Gambar: Ilustrasi

Larantuka, Floresa.co – Bupati Flores Timur, Nusa Tenggara Timur (NTT), Antonius Hubertus Gege Hadjon bersama sejumlah pejabat Forum Komunikasi Pimpinan Daerah setempat, membakar dua buah kapal milik nelayan bertonase 1-3 GT yang melakukan pemboman ikan.

Pembakaran dua kapal itu kata bupati Antonius, dimaksudkan untuk memberikan efek jera kepada nelayan yang selama ini nekat menangkap ikan dengan menggunakan bom.

“Kita lakukan pembakaran dua kapal karena selama ini kan mereka sering melakukan pengeboman. Mereka ditangkap pada bulan Juni dan Juli 2017 kemarin, sehingga dengan misi kita, yakni tingkatkan pengawasan laut, maka kita bakar kapalnya,” kata Antonius seperti diberitakan Kompas.com, Rabu 30 Agustus 2017.

Dengan dibakarnya dua kapal ini, lanjut Antonius, pihaknya berharap masyarakat tidak lagi menangkap ikan dengan bom.

Menurut Antonius, selama ini pengeboman ikan kerap terjadi dan beberapa kasus sebelumnya pernah diproses, tetapi tetap saja para nelayan tidak jera.

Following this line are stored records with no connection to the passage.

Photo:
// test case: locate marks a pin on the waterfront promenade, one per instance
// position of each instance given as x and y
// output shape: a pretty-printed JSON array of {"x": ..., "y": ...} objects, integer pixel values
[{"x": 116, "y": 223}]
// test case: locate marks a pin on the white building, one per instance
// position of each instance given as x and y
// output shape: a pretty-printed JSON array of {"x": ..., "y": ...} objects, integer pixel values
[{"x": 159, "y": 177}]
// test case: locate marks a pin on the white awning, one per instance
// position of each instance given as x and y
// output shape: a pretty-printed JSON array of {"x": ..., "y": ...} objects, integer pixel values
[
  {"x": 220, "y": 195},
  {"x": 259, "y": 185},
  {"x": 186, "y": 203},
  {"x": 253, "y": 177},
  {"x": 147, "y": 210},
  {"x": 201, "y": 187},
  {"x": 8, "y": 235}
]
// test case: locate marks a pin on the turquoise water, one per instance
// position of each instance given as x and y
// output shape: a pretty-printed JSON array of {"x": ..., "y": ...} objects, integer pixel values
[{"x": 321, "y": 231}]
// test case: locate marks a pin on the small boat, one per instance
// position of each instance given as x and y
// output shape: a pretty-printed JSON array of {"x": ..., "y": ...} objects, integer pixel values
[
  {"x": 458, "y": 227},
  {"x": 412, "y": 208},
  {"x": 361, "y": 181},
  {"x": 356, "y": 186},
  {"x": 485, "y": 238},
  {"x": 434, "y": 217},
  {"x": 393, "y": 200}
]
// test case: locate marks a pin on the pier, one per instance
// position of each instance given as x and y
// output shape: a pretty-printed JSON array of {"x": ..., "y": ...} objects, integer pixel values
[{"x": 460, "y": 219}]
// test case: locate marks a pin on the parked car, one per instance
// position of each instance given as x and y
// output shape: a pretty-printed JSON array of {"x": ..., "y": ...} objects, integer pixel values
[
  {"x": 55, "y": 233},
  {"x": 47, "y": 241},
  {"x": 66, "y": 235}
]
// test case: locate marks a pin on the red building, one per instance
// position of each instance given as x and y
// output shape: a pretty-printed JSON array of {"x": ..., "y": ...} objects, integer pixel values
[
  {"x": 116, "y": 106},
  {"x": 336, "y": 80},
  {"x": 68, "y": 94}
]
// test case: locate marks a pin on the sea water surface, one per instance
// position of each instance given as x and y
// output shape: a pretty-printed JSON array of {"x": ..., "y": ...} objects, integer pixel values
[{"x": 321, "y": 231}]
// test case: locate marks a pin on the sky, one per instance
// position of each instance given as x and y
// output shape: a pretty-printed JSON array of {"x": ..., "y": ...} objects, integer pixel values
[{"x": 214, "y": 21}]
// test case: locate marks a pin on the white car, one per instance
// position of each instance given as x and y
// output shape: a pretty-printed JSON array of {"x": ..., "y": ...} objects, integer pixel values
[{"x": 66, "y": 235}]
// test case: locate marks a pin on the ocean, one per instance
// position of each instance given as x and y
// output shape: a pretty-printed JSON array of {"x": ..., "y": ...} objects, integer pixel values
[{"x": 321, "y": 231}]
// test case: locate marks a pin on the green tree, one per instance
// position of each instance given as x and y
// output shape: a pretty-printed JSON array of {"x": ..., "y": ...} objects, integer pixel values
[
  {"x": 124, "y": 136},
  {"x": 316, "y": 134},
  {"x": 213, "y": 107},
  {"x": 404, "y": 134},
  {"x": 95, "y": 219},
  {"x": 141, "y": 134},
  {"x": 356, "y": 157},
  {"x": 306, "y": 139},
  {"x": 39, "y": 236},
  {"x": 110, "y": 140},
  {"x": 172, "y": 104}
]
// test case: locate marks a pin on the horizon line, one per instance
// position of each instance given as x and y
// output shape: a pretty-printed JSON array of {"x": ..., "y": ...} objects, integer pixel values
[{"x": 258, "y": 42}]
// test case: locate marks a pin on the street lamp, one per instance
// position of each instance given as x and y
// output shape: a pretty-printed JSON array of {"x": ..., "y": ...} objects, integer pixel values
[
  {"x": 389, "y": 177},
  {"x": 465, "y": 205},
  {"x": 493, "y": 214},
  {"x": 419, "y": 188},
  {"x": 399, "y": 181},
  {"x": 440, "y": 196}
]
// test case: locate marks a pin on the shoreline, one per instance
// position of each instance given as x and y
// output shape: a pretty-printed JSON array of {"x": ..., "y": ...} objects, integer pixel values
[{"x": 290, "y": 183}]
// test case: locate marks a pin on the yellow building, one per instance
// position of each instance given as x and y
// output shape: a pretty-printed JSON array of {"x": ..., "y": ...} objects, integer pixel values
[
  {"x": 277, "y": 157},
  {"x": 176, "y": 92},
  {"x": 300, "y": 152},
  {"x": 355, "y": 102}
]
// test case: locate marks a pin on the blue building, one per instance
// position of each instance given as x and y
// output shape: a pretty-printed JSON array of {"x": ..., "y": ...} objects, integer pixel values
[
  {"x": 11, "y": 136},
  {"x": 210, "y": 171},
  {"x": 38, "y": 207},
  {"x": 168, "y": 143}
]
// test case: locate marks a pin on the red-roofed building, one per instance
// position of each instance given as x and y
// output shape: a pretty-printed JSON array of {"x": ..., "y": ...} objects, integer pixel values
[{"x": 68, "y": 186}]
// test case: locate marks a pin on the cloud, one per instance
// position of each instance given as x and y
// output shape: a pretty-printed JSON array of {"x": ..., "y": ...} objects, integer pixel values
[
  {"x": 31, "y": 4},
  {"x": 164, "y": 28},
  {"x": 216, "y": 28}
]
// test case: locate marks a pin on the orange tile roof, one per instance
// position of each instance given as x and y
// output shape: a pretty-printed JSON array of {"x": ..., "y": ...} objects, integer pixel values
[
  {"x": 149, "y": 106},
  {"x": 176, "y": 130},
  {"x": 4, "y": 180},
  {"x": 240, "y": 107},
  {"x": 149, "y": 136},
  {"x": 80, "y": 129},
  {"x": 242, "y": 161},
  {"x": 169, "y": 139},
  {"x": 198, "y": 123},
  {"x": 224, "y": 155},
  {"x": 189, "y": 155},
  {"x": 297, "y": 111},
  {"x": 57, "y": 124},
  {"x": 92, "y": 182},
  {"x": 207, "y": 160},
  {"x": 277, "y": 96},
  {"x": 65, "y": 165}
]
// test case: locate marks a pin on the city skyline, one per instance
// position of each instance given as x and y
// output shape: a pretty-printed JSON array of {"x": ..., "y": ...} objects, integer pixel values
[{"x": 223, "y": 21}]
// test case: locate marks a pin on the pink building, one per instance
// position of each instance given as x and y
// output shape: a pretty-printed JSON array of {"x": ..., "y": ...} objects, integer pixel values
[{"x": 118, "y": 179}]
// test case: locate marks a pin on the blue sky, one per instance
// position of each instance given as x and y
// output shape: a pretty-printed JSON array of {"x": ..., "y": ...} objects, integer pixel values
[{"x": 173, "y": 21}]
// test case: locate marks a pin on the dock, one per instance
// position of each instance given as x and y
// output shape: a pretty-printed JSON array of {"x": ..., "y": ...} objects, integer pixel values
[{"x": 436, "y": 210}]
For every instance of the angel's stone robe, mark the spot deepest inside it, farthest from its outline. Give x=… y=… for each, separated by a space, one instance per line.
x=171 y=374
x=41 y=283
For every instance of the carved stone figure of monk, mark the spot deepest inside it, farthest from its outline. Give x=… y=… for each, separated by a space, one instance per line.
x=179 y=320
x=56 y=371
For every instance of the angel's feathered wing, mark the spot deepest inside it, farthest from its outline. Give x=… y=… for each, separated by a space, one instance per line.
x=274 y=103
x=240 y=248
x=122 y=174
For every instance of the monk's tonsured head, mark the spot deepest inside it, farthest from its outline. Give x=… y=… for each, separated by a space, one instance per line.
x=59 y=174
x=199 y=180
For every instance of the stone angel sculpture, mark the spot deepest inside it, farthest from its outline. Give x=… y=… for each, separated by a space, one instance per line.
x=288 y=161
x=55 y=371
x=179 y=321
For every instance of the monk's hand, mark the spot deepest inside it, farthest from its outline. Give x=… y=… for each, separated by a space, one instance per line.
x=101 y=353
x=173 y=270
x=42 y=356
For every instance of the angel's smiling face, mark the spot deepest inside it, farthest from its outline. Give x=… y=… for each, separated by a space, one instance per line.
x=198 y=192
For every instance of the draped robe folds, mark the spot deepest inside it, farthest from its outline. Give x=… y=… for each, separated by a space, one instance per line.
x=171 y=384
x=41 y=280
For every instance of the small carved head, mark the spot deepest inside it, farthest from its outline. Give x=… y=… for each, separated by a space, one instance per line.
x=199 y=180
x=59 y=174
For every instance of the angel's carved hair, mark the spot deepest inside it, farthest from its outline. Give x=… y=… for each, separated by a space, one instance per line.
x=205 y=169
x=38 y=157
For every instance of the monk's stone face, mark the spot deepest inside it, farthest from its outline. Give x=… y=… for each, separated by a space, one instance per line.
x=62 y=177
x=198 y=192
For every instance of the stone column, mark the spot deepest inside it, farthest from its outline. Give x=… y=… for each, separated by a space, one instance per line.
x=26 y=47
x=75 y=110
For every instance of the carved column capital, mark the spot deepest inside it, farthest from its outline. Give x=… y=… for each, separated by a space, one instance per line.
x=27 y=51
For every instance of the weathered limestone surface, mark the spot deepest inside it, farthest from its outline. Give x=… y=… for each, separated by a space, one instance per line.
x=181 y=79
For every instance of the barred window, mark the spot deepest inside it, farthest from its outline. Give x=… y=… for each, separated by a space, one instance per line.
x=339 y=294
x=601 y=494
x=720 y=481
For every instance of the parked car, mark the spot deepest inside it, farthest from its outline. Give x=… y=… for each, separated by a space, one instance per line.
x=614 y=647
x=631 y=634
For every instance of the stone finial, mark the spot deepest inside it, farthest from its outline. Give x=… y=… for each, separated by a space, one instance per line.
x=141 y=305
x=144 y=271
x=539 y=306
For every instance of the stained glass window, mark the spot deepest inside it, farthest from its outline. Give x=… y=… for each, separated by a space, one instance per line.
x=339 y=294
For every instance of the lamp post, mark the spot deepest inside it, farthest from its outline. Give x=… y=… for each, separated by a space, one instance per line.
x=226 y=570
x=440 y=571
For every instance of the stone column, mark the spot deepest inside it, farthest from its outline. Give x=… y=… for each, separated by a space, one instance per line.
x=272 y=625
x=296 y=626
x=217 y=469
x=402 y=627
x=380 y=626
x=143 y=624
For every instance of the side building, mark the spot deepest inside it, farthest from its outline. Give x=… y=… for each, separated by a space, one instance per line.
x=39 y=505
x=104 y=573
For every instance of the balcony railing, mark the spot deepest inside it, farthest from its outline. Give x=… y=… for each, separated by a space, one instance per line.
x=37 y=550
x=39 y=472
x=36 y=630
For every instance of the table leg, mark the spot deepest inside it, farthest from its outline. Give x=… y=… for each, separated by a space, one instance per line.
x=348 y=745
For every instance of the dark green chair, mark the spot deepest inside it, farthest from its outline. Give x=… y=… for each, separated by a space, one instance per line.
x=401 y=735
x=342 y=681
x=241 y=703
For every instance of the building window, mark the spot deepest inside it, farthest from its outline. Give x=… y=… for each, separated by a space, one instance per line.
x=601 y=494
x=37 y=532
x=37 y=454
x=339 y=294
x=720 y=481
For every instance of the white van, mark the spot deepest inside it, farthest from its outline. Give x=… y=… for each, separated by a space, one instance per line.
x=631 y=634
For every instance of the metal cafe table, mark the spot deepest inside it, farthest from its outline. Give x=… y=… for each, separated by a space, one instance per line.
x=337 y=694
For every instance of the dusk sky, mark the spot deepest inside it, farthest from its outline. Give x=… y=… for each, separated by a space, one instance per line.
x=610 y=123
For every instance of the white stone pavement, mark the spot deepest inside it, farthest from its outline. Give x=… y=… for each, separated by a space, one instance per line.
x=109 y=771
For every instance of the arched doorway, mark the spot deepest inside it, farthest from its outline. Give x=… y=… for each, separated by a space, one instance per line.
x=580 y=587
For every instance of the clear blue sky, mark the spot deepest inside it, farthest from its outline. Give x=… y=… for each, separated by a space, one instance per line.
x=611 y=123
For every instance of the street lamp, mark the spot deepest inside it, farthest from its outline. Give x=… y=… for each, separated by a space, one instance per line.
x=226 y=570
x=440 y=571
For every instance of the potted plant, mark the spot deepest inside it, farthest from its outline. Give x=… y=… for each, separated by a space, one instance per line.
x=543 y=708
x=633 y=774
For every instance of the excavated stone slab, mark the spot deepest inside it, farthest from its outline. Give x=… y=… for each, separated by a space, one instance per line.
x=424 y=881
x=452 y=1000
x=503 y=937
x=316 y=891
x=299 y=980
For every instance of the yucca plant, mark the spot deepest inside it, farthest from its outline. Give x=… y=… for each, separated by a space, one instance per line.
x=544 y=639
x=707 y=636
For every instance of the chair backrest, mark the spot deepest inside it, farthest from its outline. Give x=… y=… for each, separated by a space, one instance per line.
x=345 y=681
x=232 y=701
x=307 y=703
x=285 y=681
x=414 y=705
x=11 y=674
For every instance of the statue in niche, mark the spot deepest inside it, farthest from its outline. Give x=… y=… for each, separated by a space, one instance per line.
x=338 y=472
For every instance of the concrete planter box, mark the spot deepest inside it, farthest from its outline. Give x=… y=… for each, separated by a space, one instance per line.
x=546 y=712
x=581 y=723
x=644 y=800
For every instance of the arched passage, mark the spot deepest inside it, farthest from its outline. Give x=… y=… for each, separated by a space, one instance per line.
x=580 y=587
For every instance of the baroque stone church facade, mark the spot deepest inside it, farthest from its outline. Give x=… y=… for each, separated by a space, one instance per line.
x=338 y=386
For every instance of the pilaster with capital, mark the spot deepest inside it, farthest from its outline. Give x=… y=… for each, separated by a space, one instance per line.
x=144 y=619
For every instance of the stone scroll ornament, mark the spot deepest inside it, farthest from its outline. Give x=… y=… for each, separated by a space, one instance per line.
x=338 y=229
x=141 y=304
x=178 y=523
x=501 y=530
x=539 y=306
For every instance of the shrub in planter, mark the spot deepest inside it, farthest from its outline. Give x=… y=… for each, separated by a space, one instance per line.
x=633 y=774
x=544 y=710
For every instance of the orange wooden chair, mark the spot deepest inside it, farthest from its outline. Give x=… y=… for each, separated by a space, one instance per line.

“Artinya belum ada efek jera dengan sistem seperti itu, sehingga kita buat peningkatan untuk pencerahan, yakni proses pengadilan tetap berjalan dan kapalnya juga dibakar,” tegasnya.

Dampak yang ditimbulkan akibat maraknya pengeboman ikan di laut Flores Timur, lanjut Antonius, adalah rusaknya terumbu karang dan sejumlah ekosistem laut.

“Kalau dulu sasaran mereka ikan yang berada di dasar, tapi sekarang sasaran mereka itu ikan yang berada di permukaan dan itu sangat merugikan kita, sehingga kalau bisa ke depannya tidak ada lagi aksi pengeboman ikan,” tutupnya. (Kompas.com/Floresa).